Puis encore : « La mort est une découverte récente et inachevée. Le saurien mythique enseveli en nous la récuse aussi radicalement que la conscience des vrais fous récuse le monde (…) Le drame de l’agnosticisme ne vient pas de ce que nous tenons la mort pour impensable, mais de ce que nous n’y parvenons point ». Tragique, ultime confession.
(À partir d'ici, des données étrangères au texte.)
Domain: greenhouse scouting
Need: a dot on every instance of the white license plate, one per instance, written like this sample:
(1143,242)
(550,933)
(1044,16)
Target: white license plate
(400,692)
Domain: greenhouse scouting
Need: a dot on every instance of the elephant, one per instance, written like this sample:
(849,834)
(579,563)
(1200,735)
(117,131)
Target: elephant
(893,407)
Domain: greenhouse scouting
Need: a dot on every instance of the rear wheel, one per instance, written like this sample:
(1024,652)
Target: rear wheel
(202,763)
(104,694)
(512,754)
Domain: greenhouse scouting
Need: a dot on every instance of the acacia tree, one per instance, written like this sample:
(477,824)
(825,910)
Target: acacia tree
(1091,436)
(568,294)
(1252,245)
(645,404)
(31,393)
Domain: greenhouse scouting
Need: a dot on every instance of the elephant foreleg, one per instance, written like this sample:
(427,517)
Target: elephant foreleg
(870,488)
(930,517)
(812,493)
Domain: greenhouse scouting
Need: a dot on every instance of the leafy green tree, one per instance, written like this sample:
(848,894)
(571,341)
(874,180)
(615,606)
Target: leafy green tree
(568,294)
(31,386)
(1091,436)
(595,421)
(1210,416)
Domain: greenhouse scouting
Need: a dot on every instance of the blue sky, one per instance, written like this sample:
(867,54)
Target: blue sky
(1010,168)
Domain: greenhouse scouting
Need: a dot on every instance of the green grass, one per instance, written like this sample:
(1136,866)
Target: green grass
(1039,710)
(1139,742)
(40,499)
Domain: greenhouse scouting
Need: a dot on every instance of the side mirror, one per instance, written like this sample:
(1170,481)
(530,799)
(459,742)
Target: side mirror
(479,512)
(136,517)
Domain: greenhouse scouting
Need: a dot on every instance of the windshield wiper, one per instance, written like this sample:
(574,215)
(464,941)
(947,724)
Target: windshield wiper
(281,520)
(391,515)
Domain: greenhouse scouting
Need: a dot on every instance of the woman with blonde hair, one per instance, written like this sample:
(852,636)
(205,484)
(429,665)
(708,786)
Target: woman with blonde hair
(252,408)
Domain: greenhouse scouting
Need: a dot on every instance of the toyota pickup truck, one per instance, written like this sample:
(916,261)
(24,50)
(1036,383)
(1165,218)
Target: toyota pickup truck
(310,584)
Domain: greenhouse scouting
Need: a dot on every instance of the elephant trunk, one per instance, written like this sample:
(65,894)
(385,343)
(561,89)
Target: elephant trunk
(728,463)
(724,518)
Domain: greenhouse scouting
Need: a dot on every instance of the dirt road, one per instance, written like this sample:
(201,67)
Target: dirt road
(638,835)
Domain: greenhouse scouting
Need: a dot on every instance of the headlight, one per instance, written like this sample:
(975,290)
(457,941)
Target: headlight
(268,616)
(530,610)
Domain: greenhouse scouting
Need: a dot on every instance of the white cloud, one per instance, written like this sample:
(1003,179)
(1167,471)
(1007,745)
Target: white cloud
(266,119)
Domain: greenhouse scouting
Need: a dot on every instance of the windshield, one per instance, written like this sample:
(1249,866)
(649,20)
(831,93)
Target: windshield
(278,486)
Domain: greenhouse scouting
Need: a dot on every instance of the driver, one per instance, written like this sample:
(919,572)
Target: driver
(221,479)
L’agnosticisme, lorsqu’il accepte son propre irrationnel, lorsqu’il éprouve l’impensable avec la force de la foi, découvre, dans l’angoisse de la mort, la réincarnation de la Danse macabre… ».

Morts anonymes des maquis, salués debout par les femmes noires de Corrèze, main de Katow déposant le cyanure de la délivrance dans celle de Kyo, poing levé de la sierra de Teruel face aux aviateurs disloqués, une fois encore la fraternité est l’endroit de la mort. « Non seulement la mort n’appelle pas ceux que j’ai aimés, mais, dans cette chambre de clinique, elle nous chasse ensemble. Alors qu’elle accueille les souvenirs de fraternité. La criante relation de la fraternité avec la mort reste pourtant énigmatique. Comme avec la folie (…) Je veux savoir ce que je pense de l’homme fondamental. L’homme pareil à lui-même à travers les civilisations, pareil au passant de Babylone ; pareil au semi-gorille qui, levant les yeux, se sentit pour la première fois le frère du ciel étoilé (…) Le sursaut des soldats de la Vistule a révélé en chacun le semblable de celui qu’il devait combattre, et qu’il sauvait ». Lazare, ressuscité par la communion.

Ce voyage au bout de la vie nous indique que la mort, éprouvée comme le Mal suprême, est finalement le seul problème auquel l’homme soit confronté, sans être pour autant désarmé. Ce Mal, depuis un demi-siècle, par l’Art, par la Fraternité, Malraux ne cesse de le défier en tissant, maille après maille, la toile d’une oeuvre dont chaque élément, parce qu’il interpelle tout l’homme, tous les hommes, appartient à la Civilisation de l’Universel et à l’Eternité.